Aparecida, a voz dos orixás
Cantora mineira radicada no Rio é pouco lembrada, apesar do pioneirismo
Nascida Maria Aparecida Martins, em 1939, em Caxambu (MG), mudou-se ainda criança para o Rio de Janeiro. Na mesma Vila Isabel de Martinho e Noel, trabalhou como passadeira. Com os mais velhos da família, aprendeu ritmos africanos e já na adolescência começou suas primeiras composições. Foi passista no grupo de Salvador Batista por dez anos até que, no início da década de 1960, ao participar do filme “Benito Sereno e o Navio Negreiro”, ganhou uma viagem à França. Em uma boate por lá, interpretou, pela primeira vez, suas músicas.
Voltou ao Brasil em 1965, quando venceu o Concurso de Música de Carnaval do IV Centenário da Cidade do Rio de Janeiro. Nesse mesmo ano, seu samba “Zumbi, Zumbi” venceu o III Festival de Música de Favela, representando a comunidade da Cafúa, de Coelho Neto, na Zona Norte.
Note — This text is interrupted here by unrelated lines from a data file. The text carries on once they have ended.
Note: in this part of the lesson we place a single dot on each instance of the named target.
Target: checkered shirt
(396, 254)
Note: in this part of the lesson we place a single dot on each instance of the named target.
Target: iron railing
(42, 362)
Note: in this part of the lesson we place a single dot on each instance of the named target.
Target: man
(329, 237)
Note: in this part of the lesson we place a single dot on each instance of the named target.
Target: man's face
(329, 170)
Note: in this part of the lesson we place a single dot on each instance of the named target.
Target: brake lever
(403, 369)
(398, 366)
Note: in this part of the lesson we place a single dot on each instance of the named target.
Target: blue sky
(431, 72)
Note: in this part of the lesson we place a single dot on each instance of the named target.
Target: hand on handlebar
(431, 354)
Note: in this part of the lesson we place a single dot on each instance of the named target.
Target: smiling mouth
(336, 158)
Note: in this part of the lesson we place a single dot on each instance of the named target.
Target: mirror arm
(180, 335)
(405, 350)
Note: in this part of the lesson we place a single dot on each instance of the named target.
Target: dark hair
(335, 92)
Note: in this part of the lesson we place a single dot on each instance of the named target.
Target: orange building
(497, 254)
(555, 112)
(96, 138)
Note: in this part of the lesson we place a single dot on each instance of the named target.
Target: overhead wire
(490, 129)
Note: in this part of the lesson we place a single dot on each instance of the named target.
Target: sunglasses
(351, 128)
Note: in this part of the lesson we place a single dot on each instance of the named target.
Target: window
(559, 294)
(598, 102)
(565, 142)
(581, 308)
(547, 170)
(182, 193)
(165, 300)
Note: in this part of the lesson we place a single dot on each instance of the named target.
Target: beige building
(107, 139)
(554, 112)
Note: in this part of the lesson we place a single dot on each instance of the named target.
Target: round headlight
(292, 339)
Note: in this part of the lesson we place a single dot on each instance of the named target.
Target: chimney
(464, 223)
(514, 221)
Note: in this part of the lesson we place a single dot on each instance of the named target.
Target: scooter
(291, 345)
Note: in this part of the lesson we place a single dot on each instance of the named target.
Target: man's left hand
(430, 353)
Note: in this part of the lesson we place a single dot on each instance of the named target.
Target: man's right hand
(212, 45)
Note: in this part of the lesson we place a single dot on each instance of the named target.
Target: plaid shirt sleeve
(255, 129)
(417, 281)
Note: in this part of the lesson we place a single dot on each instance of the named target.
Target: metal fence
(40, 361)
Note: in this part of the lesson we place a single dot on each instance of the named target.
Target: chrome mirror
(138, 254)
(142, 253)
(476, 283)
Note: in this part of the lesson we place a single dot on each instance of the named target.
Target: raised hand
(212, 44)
Em 1968, foi a segunda mulher, depois de Dona Ivone Lara, a vencer uma disputa de samba-enredo, com “A sonata das matas”, para a Caprichosos de Pilares.
O primeiro disco solo veio nesse meio, em 1966, quando adaptou a folclórica “A Maria Começa a Beber”, em que sauda Clementina de Jesus, e registrou parcerias com Jair Paulo, como “Talundê”, “Nanã Boroquê” e “Segredos do mar”, e também as suas “Meu São Benedito”, “Inferno verde” e “Tereza Aragão”. Esta última era uma homenagem à atriz, produtora e militante política, que ajudou a revelar nomes como Martinho e Beth Carvalho, além dela própria.
Demorou mais 10 anos para lançar seu segundo LP, “Foram 17 anos”, considerado seu grande trabalho. A faixa-título exalta a própria luta e o novo trabalho incluía canções como “Grongoiô, propoiô” (parceria com João R. Xavier e Mariozinho de Acari), “Lágrimas de Oxum” e “Diongo, mundiongo”. Destaque para a faixa “Todo mundo é preto” e seus versos “Vou chamar no meu terreiro / Pretas velhas e rei congo / Quero ver os feiticeiros / Cantar e dançar o jongo / Todo mundo é preto”. Produzido por Durval Ferreira, o álbum tinha músicos de referência, como Hélcio Milito (Tamba Trio), o ícone do sambalanço Orlandivo e o coro do conjunto As Gatas, além da participação luxuosa de Sivuca.
Nos anos seguintes, vieram “Grandes sucessos” (1977), “Cantigas de fé” (1978), “13 de maio” (1979), “Os Deuses Afros” (1980) e o derradeiro “A rosa do mar” (1983). Em 1974, também participou dois volumes dos discos “Roda de Samba”. No primeiro, registrou a sua “Boa Noite”. No segundo, que também trazia o imortal Nelson Cavaquinho, interpretou Proteção (David Lima e Pinga) e Rosas para Iansã (Josefina de Lima), esta com piano de João Donato e sopros de Marcio Montarroyos e Victor Assis Brasil. Seus fonogramas são marcados por belos arranjos para o samba e ritmos africanos, e, claro, pela religiosidade.
Faleceu em 1985, aos 45 anos. Em 1996, a gravadora CID relançou em CD o disco “Aparecida, Samba, Afro, Axé”. Apesar da considerável discografia e da arrebatadora voz, Aparecida não obteve o chamado “sucesso comercial” e nenhum desses discos está disponível nas plataformas de streaming. No Spotify, por exemplo, há apenas uma coletânea. No YouTube, colecionadores disponibilizam informalmente a obra incompleta. Mesmo assim, seu canto resiste. Neste 13 de maio, urge conhecer melhor a artista que exaltou os terreiros e a negritude, abrindo caminhos.